Le Blog De Mani

Zébri Et La Mauvaise Blague

Zébri Et La Mauvaise Blague

 

Certains d’entre vous le savent, je suis un grand admirateur de la plateforme Cocyclics, sur laquelle, entre autres, de nombreux écrivants s’entraident. Un défi régulier y est lancé, et alors qu’un nouveau s’apprête à être annoncé, j’ai souhaité revenir sur le précédent, pour lequel je me suis fendu de la courte histoire suivante. C’est mon personnage «Zébri», un ongulé en peluche d’un mètre de hauteur surtout qui s’y colle, avec sa hantise de certains animaux carnivores domestiques  :mrgreen:

Zébri Et La Mauvaise Blague

Zébri procéda avec précautions.

Il n’aimait pas rentrer seul le soir et son chemin, il le savait, serait sans doute parsemé d’embûches. L’obscurité étreignait rapidement les collines en ce milieu d’hiver et la menace n’était jamais bien loin. Le petit zèbre jeta de brefs coups d’œil inquiets autour de lui, et se força à tendre ses grandes oreilles, qui pendaient sans élégance quand il était anxieux.

Des bruits indistincts, semblables à des grognements, le firent s’arrêter pendant sa remontée vers le domicile familial.

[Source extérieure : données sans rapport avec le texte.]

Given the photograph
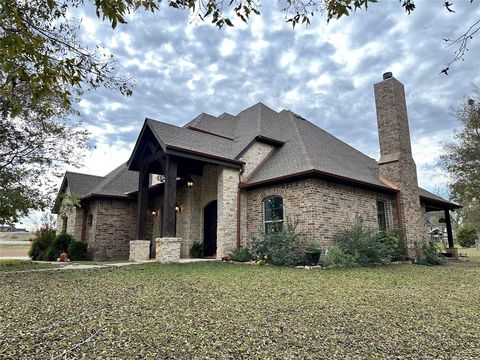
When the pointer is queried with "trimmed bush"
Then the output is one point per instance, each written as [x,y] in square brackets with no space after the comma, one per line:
[364,244]
[466,235]
[429,254]
[241,255]
[196,251]
[393,240]
[335,256]
[282,247]
[41,242]
[78,250]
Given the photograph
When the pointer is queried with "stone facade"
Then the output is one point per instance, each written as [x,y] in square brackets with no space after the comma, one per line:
[139,250]
[112,228]
[396,162]
[168,249]
[320,208]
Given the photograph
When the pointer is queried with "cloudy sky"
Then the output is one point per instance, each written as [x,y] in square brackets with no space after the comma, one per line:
[325,72]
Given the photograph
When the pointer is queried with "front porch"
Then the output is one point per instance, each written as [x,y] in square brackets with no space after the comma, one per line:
[181,198]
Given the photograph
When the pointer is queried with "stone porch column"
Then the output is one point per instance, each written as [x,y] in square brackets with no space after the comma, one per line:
[227,187]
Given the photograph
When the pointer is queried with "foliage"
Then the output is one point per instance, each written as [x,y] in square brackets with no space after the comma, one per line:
[364,244]
[41,242]
[69,202]
[393,239]
[467,235]
[241,255]
[78,250]
[461,159]
[196,251]
[335,256]
[428,254]
[282,247]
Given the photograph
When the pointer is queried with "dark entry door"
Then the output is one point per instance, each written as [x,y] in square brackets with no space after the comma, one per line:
[210,229]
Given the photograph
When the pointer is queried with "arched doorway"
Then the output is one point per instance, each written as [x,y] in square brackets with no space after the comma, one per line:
[210,229]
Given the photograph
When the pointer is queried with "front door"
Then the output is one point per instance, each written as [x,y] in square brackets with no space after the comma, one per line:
[210,229]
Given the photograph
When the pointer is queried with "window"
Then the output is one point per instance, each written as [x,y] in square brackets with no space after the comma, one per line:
[381,215]
[273,214]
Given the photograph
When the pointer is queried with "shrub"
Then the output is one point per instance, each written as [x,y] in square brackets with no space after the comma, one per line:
[196,251]
[335,256]
[466,235]
[241,255]
[78,250]
[41,242]
[429,254]
[58,246]
[364,244]
[282,247]
[395,244]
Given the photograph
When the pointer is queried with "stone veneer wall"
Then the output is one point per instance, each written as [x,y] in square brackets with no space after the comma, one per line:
[396,163]
[321,208]
[112,229]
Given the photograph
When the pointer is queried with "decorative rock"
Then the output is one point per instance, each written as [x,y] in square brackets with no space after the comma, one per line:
[139,250]
[168,249]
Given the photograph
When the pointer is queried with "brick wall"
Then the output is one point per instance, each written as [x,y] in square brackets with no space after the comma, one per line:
[321,208]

Il se dissimula derrière l’une de ces poubelles infiniment discrètes dans leur parure vert émeraude et qui faisaient la fierté de la Confédération, après que celle-ci les eut installées par milliers dans chaque bosquet susceptible d’être visité par un animal en laisse empressé et au sphincter souvent doté d’une vie propre. Une autre odeur pourtant, rance et forte autant que familière se présenta à ses naseaux et il resta perplexe.

Le silence s’abattit de nouveau sur l’endroit.

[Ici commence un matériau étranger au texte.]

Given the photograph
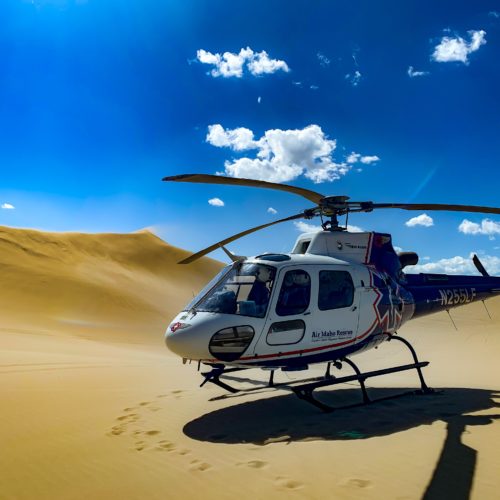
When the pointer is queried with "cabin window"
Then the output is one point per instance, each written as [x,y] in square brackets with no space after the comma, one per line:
[336,290]
[303,246]
[295,293]
[286,332]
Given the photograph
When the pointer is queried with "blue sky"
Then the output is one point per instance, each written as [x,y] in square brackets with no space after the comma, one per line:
[100,100]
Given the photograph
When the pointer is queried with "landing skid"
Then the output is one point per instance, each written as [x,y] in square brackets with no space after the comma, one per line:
[304,389]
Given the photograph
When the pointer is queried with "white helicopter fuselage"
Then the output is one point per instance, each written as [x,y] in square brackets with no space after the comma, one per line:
[318,307]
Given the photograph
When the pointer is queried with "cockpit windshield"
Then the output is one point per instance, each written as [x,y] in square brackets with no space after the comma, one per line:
[242,289]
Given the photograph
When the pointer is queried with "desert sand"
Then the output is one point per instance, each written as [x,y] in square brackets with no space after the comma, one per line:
[94,406]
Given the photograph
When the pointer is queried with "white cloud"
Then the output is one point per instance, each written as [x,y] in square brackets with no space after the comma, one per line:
[355,157]
[304,227]
[457,265]
[230,64]
[420,220]
[412,72]
[216,202]
[282,155]
[353,78]
[452,49]
[260,64]
[487,227]
[238,139]
[323,60]
[369,159]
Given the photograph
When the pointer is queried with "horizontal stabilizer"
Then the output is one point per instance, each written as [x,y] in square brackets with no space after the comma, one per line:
[479,265]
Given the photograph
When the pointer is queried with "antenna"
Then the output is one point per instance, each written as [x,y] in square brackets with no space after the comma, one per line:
[488,312]
[448,311]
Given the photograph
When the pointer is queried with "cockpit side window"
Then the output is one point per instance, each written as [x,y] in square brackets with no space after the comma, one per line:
[245,290]
[295,293]
[336,290]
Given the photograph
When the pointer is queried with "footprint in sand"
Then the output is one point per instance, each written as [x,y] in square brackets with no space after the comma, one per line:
[166,446]
[287,483]
[278,439]
[201,466]
[140,445]
[132,417]
[355,482]
[116,430]
[254,464]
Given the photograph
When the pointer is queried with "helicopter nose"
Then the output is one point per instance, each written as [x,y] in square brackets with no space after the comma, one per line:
[178,343]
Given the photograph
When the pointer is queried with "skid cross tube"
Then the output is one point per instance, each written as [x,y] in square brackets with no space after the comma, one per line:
[305,391]
[214,374]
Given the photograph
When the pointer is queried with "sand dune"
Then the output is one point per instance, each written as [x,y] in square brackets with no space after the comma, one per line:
[94,406]
[79,282]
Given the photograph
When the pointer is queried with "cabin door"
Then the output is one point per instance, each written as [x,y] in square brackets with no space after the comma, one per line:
[334,321]
[289,313]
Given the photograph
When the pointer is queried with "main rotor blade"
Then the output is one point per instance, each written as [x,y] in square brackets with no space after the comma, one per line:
[219,244]
[233,181]
[438,206]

Peu rassuré malgré ce répit, Zébri poursuivit son chemin le long du filet d’eau transformé depuis l’amorce de la fonte des neiges en un fougueux torrent. Il se demanda s’il ne ferait pas mieux de progresser sur ses berges afin de brouiller les pistes, mais renonça à l’idée du déclenchement d’une crise d’éternuements probable et d’une subséquente cure de Naseauxvoll certaine. Son cartable était pesant, mais il s’arma de courage et poursuivit sa route en pressant le sabot.

Il sut qu’il n’était plus seul.

Des grondements lui parvinrent de nouveau. Rauques, gutturaux, sinistres.

Et répétés à l’infini.

Il détourna son regard et aperçut soudain deux points lumineux inquiétants dans les fourrés, à la lueur de l’un des réverbères qui ponctuaient le chemin, trop espacés à son goût. Le phénomène se répéta soudain des centaines de fois, comme déclenché par un interrupteur, et Zébri comprit qu’il était cerné.

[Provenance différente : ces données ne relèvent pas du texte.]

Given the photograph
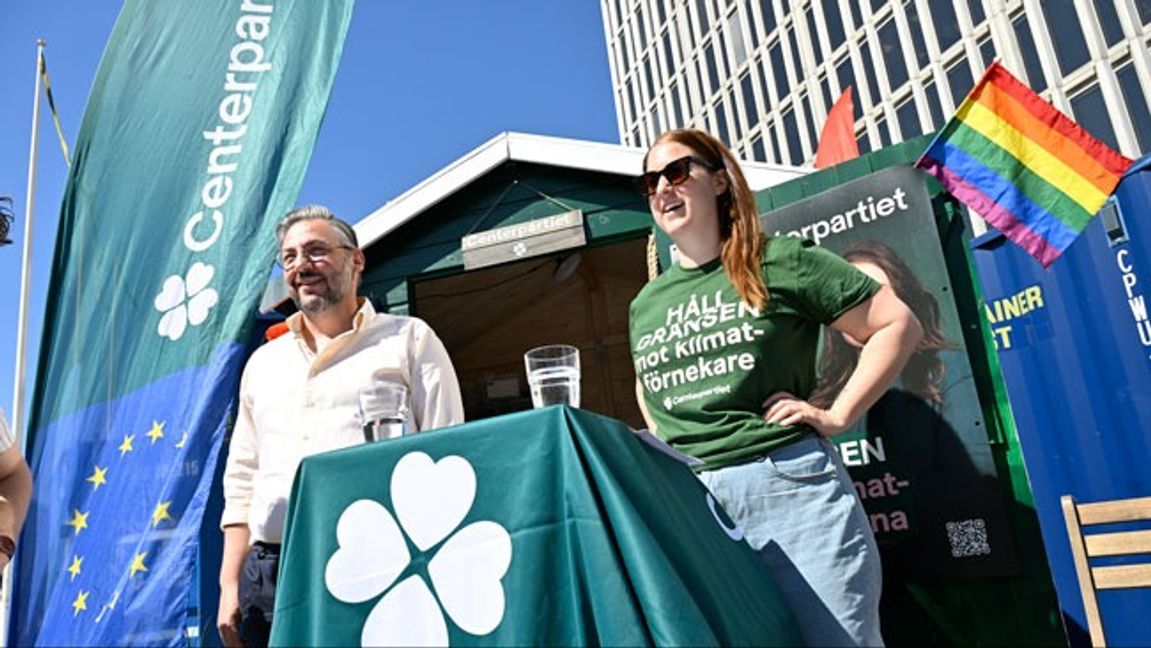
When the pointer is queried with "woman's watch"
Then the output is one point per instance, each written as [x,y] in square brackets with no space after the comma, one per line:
[7,546]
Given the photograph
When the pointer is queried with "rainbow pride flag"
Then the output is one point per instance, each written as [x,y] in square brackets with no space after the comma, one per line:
[1023,166]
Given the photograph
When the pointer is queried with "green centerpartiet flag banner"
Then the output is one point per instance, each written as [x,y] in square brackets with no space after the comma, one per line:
[549,527]
[196,138]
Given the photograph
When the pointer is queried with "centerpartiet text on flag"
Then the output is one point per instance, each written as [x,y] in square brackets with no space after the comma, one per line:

Non, user des arts martiaux demeurerait vain, et le petit zèbre se mit à courir, à perdre haleine. Avec difficulté, il se sépara de son fardeau tout en s’apercevant de la présence d’une demi-douzaine de sardines de fraicheur douteuse apposées sur celui-ci et, rempli d’un soudain espoir, le lança de toutes ses forces vers ses poursuivants. «Plus vite, plus vite!» se lança-t-il en sentant la monstruosité se rapprocher. Telle des tentacules, ses composantes sortaient de partout en un véritable essaim, de l’intérieur des appartements bordant son chemin, d’entre les blocs d’habitations eux-mêmes et se réunissaient en une longue ondulation, se rapprochant tel un invincible serpent. Obstinées, les effluves marines ne se dessaisirent pas de sa victime et Zébri sentit la présence des créatures les plus affamées le long de ses fines jambes, et les coups de griffes répétées sur celles-ci. Le petit zèbre perdit rapidement du terrain en même temps que tout espoir quand la mouvance se saisit enfin de lui.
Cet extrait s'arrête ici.